Figure 3.

Computational models of phase precession. (A) In the detuned oscillators models, the membrane potential (V_m) of the neuron (light blue) oscillates faster than the local theta rhythm (dark blue) within the firing field. Spike bursts (black dots numbered from 1 to 5) occur at positive peaks of V_m and thus anticipate theta cycles, resulting in phase precession. (B) In the somato-dendritic interference models with asymmetric excitation ramps, spikes are emitted whenever excitation (red) exceeds somatic inhibition (light blue), which is paced by theta oscillations (dark blue). Because excitation increases, it exceeds inhibition earlier and earlier, resulting in phase precession. (C) In the asymmetric connections model, successive place cells (labeled from A to E) with overlapping fields are connected (gray arrows) in such a way that activity propagates unidirectionally within the network.
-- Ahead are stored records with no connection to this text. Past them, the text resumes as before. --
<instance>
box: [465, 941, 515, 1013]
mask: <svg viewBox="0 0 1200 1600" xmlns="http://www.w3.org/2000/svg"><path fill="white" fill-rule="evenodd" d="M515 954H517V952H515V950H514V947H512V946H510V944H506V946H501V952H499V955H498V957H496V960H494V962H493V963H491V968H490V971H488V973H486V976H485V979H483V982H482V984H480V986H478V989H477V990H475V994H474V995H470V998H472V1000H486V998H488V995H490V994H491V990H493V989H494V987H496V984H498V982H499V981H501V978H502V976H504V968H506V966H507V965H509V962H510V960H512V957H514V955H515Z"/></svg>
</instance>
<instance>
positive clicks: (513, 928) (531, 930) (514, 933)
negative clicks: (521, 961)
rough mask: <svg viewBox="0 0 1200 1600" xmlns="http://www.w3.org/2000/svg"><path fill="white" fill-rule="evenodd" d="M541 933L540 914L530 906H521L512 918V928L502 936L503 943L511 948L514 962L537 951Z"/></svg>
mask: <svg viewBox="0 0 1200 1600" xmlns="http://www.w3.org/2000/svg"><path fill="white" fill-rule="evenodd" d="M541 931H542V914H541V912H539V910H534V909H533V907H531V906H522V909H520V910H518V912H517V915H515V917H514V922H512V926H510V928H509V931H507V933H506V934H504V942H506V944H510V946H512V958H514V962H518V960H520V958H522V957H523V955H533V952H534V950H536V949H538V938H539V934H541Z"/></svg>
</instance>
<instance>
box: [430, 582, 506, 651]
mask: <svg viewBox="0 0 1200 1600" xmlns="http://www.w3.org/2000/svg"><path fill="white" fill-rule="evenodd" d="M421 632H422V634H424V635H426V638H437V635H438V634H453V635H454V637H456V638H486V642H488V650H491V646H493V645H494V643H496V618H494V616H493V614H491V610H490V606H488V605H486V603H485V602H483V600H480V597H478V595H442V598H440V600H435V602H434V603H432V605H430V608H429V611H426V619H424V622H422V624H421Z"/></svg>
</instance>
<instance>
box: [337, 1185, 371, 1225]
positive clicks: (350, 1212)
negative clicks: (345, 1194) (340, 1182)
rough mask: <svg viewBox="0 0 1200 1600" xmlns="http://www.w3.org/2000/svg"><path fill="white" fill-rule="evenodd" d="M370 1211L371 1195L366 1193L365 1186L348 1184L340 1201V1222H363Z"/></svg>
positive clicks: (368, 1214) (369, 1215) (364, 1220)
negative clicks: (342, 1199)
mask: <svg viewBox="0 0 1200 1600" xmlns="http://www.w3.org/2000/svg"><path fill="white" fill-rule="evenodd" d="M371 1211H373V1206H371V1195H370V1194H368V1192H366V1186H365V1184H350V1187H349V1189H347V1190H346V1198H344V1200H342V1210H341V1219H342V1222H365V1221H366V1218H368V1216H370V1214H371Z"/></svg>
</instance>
Thus, as the rat enters the field of cell E, it happens to be located at the center of the field of cell A. Cell A is therefore maximally excited, and transmits its activity via the chain of intermediate cells until it reaches cell E, which fires late in the theta cycle as a result of transmission delays. But as the rat progresses through the field, there are fewer and fewer intermediate steps and the transmission delays decrease, so that cell E fires earlier and earlier in the theta cycle. Note that in the present Figure, phase precession is shown from 360° to 180° to simplify the schematic representation.